8/11/2013 12:00:00 a.m.
8 November 2013
Mayor Annette Main says work is under way in preparation for building the district’s new wastewater treatment plant.
“As well as cleaning up our environment, we are building a fully functioning, compliant wastewater treatment plant that uses a robust and proven process,” Mayor Main said.
The project involves a number of stages:
- Removal of sludge from the settling pond.
- Removal of sludge from the main pond.
- Building a lined earthen wall in the main pond to create a separate covered anaerobic section.
- Installation of contact stabilisers and clarifiers.
- Upgrading the ultraviolet disinfection process.
“During the last four weeks we have been reducing the level of sludge in the settling pond and, as we have previously advised, this work will cause odours,” Mayor Main said.
“While the odour is a major issue for us all, we are on the way to having a fully functioning treatment plant.
“There is still about two metres of sludge to be transferred from the settling pond into the main pond and this week we have been able to start removing the sludge at the required high rate. Four new, bigger pumps have been installed and on Thursday we started using one of these which caused the smell to increase as more sludge was transferred. As the rest of the pumps are brought into action this week, the smell will increase further. It is expected to take another three weeks to clear the settling pond, but that depends on the weather.
“At this stage, the MetService’s 10-day forecast for our district is for hot, dry weather with southerly winds so we can expect strong odours during that period.
“People need to be aware that odours will continue, and will increase over the summer period as the load into the treatment plant increases and as we work on the main pond. There will be a break in work during the Christmas period but the length of that break will depend on progress with the sludge removal.

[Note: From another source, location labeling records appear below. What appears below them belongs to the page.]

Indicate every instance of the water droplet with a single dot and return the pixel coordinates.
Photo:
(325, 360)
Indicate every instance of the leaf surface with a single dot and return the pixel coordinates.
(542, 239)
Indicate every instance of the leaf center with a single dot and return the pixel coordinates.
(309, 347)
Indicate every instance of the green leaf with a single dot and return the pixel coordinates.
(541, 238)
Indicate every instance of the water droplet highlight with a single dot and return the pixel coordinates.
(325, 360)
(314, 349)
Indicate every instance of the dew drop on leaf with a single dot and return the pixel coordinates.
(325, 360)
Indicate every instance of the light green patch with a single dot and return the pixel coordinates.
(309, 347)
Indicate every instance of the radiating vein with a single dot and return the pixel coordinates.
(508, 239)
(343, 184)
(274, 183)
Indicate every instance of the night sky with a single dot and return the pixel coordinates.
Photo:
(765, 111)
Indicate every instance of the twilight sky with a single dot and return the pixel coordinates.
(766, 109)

“We have increased the odour mitigation dosing but this will only reduce the smell, not eliminate it. Our experts advise that without the odour fence, the smell would be much worse.
“The community should also be aware that although bypassing the treatment plant and discharging wastewater directly to sea could be an option if the smells reach the level they did last summer, this would have an impact on residents and visitors who want to enjoy our beaches for recreation, such as swimming, surfing and fishing, during the summer period as well as having an adverse effect on the environment.
“We’re in for some more strong odours in the coming days, weeks and months – it will be unpleasant but we must try to focus on the end result. Once construction of the upgraded plant begins about Easter next year, there will be no more odours as in future the sludge will be stored in a covered pond and regularly removed.”